BHUBANESHWAR, India - Security forces were ordered Wednesday to shoot on sight protesters defying a curfew meant to end clashes between Christians and Hindus that have left 11 people dead in eastern India over the past three days.
Violence has rocked Orissa state since Monday when Hindu hard-liners set ablaze a Christian orphanage, killing a Christian woman and seriously injuring a priest, and has spread to include mob attacks on churches, shops and homes.
Pope Benedict XVI condemned the violence. During his weekly audience Wednesday in the Vatican City, the pope said he was "profoundly saddened" by news of the attacks on Christian communities in eastern India and was against "any attack on human life."
The pope also said the killing of a Hindu leader and four others in Orissa state on Saturday was "deplorable." Police have blamed Maoist rebels for the attack, but Subhash Chauhan, a World Hindu Organization leader, said "Christian militants" were responsible.
Police imposed a curfew in the Kandhamal district of Orissa state on Tuesday after attacks by radical Hindus seeking to avenge their leader's death. But the attacks have continued and on Wednesday authorities issued a shoot-on-sight order for anyone defying the curfew, said Satyabrata Sahoo, a top state official.
Sahoo would not say if the 10 killed since the orphanage was torched were Hindus or Christians.
He said the dead included one person trapped in a home that was set on fire Wednesday in the village of Phiringia, about 170 miles (280 kilometers) west of Bhubaneshwar, the capital of Orissa state.
Another person was doused with kerosene and burned to death by a mob Tuesday night in the nearby village of Mukandpur, Sahoo said.
He said another four people were killed in the region Monday night, including two people burned alive when their hut was set on fire.

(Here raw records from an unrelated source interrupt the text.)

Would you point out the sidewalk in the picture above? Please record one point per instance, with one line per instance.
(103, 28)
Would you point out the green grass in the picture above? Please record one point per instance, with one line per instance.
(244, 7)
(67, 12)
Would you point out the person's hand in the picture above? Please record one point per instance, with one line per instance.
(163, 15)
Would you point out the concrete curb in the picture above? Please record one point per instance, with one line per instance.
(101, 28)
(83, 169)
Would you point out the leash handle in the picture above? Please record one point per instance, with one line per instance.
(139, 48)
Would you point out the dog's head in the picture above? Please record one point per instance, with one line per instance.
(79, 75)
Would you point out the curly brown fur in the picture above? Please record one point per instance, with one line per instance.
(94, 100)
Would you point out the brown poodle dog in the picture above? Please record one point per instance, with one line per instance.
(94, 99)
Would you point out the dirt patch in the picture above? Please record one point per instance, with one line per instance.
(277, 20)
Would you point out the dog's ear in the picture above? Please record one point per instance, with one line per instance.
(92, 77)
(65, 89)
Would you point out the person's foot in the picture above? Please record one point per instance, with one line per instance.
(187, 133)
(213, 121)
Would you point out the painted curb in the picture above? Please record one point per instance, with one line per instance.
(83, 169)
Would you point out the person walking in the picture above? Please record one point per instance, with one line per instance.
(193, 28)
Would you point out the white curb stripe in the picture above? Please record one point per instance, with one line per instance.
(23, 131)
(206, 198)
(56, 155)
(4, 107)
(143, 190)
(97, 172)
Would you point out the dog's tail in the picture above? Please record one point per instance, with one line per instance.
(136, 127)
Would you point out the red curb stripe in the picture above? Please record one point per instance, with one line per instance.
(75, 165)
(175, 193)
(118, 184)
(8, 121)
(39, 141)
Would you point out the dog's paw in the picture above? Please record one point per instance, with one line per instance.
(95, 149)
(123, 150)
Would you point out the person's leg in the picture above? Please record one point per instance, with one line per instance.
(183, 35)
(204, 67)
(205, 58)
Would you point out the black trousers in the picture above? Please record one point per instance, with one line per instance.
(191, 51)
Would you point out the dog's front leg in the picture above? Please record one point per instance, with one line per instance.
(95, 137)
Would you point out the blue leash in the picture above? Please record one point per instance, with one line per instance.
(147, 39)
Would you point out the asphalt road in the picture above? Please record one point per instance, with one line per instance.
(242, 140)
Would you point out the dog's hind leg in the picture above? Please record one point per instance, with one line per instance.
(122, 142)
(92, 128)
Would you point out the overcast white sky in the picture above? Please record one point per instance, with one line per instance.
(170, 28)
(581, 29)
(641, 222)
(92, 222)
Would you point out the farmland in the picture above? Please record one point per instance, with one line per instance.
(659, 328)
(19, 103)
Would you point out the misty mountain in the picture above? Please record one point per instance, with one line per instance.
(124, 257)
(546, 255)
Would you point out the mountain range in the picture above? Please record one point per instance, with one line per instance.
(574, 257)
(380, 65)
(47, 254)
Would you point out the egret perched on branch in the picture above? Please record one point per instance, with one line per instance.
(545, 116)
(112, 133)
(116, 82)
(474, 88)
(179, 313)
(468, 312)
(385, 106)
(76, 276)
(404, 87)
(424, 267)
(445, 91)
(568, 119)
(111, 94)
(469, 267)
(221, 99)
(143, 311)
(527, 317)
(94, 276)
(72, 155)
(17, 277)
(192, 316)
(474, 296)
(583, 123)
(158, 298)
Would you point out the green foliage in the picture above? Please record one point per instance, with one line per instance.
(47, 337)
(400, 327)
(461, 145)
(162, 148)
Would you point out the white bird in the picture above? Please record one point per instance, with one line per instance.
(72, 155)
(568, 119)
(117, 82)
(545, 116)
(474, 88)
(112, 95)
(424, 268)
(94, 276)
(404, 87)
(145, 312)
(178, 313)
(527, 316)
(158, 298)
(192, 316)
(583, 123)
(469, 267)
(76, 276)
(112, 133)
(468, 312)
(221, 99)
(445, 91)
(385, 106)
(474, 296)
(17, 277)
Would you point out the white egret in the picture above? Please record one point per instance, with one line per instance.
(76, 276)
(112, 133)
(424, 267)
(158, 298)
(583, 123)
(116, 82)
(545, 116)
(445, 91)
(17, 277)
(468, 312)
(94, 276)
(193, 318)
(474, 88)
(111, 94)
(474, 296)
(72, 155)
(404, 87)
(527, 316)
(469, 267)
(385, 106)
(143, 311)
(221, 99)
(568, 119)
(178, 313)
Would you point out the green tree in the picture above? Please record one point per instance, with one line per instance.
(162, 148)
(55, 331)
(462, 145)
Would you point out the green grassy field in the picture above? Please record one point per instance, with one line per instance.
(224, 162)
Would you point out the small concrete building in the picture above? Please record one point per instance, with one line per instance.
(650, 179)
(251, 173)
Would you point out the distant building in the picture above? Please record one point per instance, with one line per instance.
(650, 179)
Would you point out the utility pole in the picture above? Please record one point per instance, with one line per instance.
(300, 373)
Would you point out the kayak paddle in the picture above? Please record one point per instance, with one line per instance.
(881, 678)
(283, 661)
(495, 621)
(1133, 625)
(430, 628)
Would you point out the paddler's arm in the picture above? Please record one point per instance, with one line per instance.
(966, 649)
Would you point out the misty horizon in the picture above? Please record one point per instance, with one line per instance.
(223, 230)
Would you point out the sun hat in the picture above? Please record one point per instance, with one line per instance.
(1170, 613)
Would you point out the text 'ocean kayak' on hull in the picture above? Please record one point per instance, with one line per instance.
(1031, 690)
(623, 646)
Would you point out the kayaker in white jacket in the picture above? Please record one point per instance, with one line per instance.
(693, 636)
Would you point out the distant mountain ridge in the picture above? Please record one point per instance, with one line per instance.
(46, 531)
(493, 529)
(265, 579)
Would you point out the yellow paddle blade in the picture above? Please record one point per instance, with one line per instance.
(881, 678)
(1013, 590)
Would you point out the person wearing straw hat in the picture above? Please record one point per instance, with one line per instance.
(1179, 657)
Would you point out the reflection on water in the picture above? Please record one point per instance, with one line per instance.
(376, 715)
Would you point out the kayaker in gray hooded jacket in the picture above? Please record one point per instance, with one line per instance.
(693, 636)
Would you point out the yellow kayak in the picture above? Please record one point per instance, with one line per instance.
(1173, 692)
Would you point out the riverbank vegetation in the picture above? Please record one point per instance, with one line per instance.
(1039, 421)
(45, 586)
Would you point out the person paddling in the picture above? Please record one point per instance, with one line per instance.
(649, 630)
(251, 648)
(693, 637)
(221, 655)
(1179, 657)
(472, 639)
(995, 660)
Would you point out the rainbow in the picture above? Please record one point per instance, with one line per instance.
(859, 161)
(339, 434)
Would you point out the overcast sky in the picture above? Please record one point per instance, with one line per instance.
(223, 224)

The state's top elected official, Navin Patnaik, said four people were killed Tuesday in an exchange of gunfire between rival groups in the nearby village of Barakhama.
Relations between majority Hindus and India's religious minorities — such as Christians, who account for 2.5 percent of the country's 1.1 billion people, and Muslims, who make up 14 percent — are for the most part peaceful but can flare from time to time.
Orissa has a long history of Hindu-Christian clashes, usually sparked by Hindu suspicions over missionary work.
Thousands of poor and lower caste Hindus have converted to other religions, including Christianity, often in an attempt to escape the rigid confines of Hinduism's complex caste system.
That has long embittered Hindu groups who say Christian missionaries try to lure the poor and those on the lowest rungs away with promises of money and jobs. Churches deny that the converts were pressured or bribed.
Last year, four people were killed and nearly 20 churches destroyed in similar clashes in Orissa. An Australian missionary and his two sons, aged 8 and 10, were burned to death in their car in Orissa following a Bible study class in 1999.